Janusz Olejniczak was born on October 2, 1952, in Wrocław. He began studying piano at age six in Łódź. After moving to Warsaw, he was taught by Luiza Walewska. Then from 1967 to 1969, he studied under Ryszard Bakst and Zbigniew Drzewiecki. In 1970 he won Sixth Prize at the 8th International Fryderyk Chopin Piano Competition in Warsaw, and since that time has been a highly regarded interpreter of Chopin’s music. He continued his studies from 1971 to 1973 in Paris with Konstanty Schmaeling and Witold Małcużyński. In 1972 he won a prize at the Alfredo Caselli piano competition in Naples. Olejniczak then completed his education with Barbara Hesse-Bukowska at the State College of Music in Warsaw, and pursued post-graduate studies with Victor Merzhanov, in Warsaw, and Paul Badura-Skoda in Essen. In recognition of his outstanding musical achievements, Janusz Olejniczak received the Officer’s Cross of the Polonia Restituta in 2000 and the Gloria Artis Gold Medal in 2005. He was appointed to the Programme Committee of the Fryderyk Chopin Institute in December 2003.
Olejniczak has recorded two discs released by the Fryderyk Chopin Institute in the series The Real Chopin. His albums have won four Fryderyk awards from the Polish phonographic industry and the Album of the Year Award in 1995 from the magazine Studio. Chopin’s music fascinates Olejniczak, he has described its character as, “A bird of paradise, which keeps slipping through your hands. Only occasionally do you succeed in grasping its essence, in getting close to it. It offers limitless possibilities for interpretation, allows you to pursue continual work on your own aesthetic, on shaping your tastes, and to arrive at a different perspective on the same work – an individual and continually new approach. In Chopin’s music, there is something that makes you want to play the same passage differently every time, to sculpt the same phrase over again. When performing Chopin’s works, you need an integral conception. But I forge the final creative vision while playing. My humility with regard to Chopin prevents me from adopting a single version, from stating that a particular passage is absolutely the best in that very form. So I continually have to try again.”
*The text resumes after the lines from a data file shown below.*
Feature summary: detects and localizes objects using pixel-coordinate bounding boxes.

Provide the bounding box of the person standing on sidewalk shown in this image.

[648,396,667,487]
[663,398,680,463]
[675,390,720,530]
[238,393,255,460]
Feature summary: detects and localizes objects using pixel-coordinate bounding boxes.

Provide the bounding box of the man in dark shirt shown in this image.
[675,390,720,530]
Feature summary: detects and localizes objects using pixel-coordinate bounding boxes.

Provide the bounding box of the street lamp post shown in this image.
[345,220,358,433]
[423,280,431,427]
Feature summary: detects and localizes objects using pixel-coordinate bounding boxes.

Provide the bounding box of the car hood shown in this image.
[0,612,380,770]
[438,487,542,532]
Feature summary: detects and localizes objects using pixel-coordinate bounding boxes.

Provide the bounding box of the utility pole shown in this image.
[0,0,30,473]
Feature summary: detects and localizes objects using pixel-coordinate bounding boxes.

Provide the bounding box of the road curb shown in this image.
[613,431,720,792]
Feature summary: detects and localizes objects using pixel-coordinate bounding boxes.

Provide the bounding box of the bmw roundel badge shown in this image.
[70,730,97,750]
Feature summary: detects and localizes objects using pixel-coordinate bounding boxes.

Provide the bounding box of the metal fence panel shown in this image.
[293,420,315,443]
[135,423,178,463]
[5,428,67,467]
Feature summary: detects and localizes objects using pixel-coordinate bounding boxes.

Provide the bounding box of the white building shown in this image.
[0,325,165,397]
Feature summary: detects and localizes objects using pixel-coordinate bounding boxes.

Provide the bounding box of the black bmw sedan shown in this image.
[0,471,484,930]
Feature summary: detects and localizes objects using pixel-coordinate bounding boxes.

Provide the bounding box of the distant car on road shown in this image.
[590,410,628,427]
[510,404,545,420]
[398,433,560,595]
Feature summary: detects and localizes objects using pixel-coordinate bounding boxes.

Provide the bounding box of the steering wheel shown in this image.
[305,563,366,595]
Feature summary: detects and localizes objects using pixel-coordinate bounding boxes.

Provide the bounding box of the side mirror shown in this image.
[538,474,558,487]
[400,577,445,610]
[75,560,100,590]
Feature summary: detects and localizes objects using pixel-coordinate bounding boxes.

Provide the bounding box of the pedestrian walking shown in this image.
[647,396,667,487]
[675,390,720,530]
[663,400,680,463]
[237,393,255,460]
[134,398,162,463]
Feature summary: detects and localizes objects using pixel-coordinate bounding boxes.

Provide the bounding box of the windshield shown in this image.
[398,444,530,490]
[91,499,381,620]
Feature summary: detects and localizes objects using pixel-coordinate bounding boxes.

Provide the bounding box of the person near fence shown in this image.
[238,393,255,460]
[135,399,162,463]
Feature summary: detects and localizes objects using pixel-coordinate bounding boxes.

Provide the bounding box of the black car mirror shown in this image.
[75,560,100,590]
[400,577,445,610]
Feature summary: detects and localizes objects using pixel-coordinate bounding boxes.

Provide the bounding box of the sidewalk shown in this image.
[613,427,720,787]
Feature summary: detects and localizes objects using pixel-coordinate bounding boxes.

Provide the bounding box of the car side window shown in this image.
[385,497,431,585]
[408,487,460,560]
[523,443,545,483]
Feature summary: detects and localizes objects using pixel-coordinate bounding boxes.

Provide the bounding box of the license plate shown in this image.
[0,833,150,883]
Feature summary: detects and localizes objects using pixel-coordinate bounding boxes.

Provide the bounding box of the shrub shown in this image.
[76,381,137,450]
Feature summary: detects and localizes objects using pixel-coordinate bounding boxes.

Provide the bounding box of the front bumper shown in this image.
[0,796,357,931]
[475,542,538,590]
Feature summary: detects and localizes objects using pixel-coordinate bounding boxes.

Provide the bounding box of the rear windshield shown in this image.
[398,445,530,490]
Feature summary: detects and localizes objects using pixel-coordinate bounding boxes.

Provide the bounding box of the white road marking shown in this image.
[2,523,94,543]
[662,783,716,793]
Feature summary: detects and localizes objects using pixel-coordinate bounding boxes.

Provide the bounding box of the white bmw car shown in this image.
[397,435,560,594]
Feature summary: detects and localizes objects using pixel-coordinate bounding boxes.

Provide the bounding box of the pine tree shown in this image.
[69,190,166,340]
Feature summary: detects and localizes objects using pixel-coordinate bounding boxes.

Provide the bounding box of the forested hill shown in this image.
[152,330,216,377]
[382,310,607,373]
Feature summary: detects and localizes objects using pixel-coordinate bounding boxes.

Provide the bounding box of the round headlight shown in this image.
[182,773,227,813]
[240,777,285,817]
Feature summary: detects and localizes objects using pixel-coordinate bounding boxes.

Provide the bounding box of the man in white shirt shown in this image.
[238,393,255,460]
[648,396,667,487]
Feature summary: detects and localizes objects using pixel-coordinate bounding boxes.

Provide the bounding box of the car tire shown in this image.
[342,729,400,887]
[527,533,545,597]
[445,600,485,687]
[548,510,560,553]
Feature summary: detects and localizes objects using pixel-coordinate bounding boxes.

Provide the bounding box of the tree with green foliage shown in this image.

Tomasz Strahl graduated in 1989 from the cello studio of the Chopin Music Academy in Warsaw under Kazimierz Michalik and studied chamber music with violinist Krzysztof Jakowicz. He continued his studies with Tobias Kühne at the Hochschule für Musik und Darstellende Kunst in Vienna. Strahl received 1st Prize at the Academic Cello Competition in Warsaw in 1987 and 1st Prize at the 5th Nicanor Zabaleta International Music Competition in San Sebastián in 1991. In 1993, he performed Witold Lutosławski's Cello Concerto for the composer and has appeared at the prestigious Brucknerhaus in Linz. In 1994 he received a grant from the Polish-Japanese Foundation JESC. Strahl received the title of Professor in June 2001 and the Golden Cross of Merit in 2002. In 2005 he gave a series of lectures and concerts at the prestigious International Academy Vienna-Prague-Budapest. Strahl received the Fryderyk Prize of the Polish recording industry in 2003. He currently serves as a professor of cello at the Music Academies in Warsaw and Łódż.